Jördis Franziska Terlau

Doctoral Researcher

Short Introduction

 

I am a young researcher with a keen interest in transdisciplinary research concepts, that are ranging from a philosophical background to the field of ecology in general, but with a distinct focus on understanding underlying mechanisms of ecosystem processes. I joined iDiv because I am looking for an interdisciplinary working environment with a great opportunity to develop my research career and to find my own niche in this wide field of research in biodiversity science.

Before I started my PhD project, I worked on predator-prey interactions in ladybeetles and aphids. Particularly, I performed microcosm experiments examining the avoidance behavior of the pea aphid (Acyrthosiphon pisum) towards European native ladybeetle species and the invasive non-native lady beetle Harmonia axyridis.
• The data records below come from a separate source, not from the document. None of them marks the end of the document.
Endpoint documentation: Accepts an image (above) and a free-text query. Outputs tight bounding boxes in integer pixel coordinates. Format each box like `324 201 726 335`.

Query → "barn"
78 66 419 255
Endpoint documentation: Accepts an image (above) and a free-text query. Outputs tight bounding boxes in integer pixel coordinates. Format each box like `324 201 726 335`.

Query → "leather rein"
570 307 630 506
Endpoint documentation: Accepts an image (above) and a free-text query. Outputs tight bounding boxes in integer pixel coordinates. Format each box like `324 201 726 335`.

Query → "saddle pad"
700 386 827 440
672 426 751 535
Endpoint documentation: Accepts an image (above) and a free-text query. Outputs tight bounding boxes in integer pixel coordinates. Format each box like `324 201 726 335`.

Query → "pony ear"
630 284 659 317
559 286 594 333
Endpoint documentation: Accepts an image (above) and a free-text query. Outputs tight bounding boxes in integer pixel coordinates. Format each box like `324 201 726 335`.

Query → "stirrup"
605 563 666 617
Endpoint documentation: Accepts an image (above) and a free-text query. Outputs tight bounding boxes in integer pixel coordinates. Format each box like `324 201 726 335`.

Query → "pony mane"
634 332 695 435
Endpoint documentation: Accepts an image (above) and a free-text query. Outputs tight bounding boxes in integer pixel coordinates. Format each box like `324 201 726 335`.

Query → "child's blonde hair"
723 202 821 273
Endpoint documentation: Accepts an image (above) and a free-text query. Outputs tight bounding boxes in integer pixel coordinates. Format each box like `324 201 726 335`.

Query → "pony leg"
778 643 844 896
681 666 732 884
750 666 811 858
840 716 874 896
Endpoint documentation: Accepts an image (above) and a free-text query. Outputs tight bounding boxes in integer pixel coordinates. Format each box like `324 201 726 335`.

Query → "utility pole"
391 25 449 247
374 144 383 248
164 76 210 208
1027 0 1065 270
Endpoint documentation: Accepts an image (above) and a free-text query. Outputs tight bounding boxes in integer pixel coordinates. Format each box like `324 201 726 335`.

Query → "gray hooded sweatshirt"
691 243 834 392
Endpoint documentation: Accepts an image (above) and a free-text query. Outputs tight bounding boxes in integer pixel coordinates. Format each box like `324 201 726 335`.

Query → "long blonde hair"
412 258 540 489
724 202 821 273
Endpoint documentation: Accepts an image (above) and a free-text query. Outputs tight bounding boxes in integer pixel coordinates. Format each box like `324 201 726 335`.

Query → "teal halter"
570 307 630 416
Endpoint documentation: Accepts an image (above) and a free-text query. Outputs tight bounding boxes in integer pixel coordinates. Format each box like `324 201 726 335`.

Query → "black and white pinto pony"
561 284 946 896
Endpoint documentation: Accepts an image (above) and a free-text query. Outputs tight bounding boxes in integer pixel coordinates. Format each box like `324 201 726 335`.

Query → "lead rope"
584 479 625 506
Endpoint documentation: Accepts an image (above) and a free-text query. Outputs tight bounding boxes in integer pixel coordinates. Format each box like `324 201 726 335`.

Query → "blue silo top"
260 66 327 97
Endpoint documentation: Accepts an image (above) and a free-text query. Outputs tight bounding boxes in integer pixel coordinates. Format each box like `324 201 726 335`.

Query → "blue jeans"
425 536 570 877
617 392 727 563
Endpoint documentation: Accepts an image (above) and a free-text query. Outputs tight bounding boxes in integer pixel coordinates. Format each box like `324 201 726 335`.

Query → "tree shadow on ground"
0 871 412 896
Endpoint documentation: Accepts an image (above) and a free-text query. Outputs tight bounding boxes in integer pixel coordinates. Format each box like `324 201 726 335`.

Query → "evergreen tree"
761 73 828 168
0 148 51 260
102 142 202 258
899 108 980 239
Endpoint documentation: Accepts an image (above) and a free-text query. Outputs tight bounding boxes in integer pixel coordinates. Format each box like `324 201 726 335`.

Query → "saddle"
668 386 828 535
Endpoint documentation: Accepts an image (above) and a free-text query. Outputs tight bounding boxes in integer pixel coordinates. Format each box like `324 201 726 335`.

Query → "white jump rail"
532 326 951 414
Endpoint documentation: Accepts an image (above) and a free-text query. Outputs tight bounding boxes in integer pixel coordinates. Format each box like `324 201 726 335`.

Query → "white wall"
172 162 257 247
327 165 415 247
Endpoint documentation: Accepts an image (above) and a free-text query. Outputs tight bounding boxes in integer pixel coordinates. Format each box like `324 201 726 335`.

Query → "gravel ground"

Proceeding on the assumption that there is a missing or inadequately developed anti-predator response of native prey against novel non-native predators, non-native species should have competitive advantages over native species, which can contribute to invasion success.

My current research foci are animal movement patterns, movement capacities, connectivity and use of habitat patches and finally species' interaction strength in a multitrophic community.

My Research Project

 

My current research project focuses on species local movement regarding environmental constraints and species interactions strength.

Movement in time and space is one of the most important ecological processes, as it provides the ability of survival for moving organisms. It allows interactions like the search for resources, feeding, mating, predator escape, and movement between habitat patches. Thus, movement plays a crucial role for spatial distribution and interactions on an individual as well as community level. Nonetheless, a mechanistic understanding of how spatial as well as environmental constraints affect animal movement is still in its infancy.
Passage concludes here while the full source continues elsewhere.